Search code examples
swiftregexweb-scrapingswift3

Swift scraping a webpage using regex or alternative


See updates below first.

I am trying to scrape all the moderators for a specified sub-reddit on reddit. The API only lets you get all the moderators usernames for a sub-reddit, so initially I had gotten all these and then performed an additional request for each of these profiles to get the avatar url. This ended up going past the API limit.

So instead I want to just get the source of the following page and paginate through while collecting the 10 usernames and avatar url's on each page. This will end up polling the website with less requests. I understand how to do the pagination part but for now I am trying to understand how to gather the usernames and adjoining avatar URLs.

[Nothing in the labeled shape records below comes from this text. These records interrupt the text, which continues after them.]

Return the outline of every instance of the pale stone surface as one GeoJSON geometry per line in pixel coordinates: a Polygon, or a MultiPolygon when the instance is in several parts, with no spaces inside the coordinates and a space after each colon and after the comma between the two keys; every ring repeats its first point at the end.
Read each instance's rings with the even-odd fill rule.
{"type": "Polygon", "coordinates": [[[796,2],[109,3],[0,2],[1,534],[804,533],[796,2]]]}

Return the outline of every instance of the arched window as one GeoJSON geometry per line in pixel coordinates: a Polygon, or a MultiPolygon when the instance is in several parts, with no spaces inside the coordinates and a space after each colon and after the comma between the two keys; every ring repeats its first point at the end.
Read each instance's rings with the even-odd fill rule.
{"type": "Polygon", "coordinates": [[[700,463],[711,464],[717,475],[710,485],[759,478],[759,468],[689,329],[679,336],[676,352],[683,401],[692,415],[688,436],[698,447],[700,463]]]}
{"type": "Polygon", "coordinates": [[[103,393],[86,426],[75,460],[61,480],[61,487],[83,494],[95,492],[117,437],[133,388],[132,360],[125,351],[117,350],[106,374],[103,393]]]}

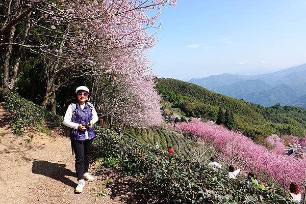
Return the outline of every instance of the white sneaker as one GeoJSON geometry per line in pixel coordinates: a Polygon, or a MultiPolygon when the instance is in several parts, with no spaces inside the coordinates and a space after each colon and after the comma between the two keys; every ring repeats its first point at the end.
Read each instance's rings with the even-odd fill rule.
{"type": "Polygon", "coordinates": [[[85,186],[85,181],[84,179],[81,179],[79,181],[79,183],[78,183],[78,186],[75,188],[75,190],[74,190],[74,192],[75,193],[82,193],[83,192],[83,189],[85,186]]]}
{"type": "Polygon", "coordinates": [[[90,175],[89,174],[89,173],[88,173],[88,172],[84,173],[84,174],[83,175],[83,177],[84,177],[84,179],[86,181],[87,181],[89,182],[91,182],[91,181],[94,180],[94,178],[92,176],[90,175]]]}

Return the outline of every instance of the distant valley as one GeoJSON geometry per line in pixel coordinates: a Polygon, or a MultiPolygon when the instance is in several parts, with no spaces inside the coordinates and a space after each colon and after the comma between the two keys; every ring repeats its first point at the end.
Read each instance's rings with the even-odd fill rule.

So take the following url:

https://www.reddit.com/r/videos/about/moderators/

So I will pull the entire page source,

Add all the mods usernames & urls into a mod object, then into an array.

Would using regex on the string I get back be a good idea?

This is my code so far, any help would be great:

    func tester() {
       let url = URL(string: "https://www.reddit.com/r/videos/about/moderators")!

       let task = URLSession.shared.dataTask(with: url) { data, response, error in
           guard let data = data, error == nil else {
               print("\(error)")
               return
           }

        let string = String(data: data, encoding: .utf8)

            let regexUsernames = try? NSRegularExpression(pattern: "href=\"/user/[a-z0-9]\"", options: .caseInsensitive)

            var results = regexUsernames?.matches(in: string as String, options: [], range: NSRange(location: 0, length: string.length))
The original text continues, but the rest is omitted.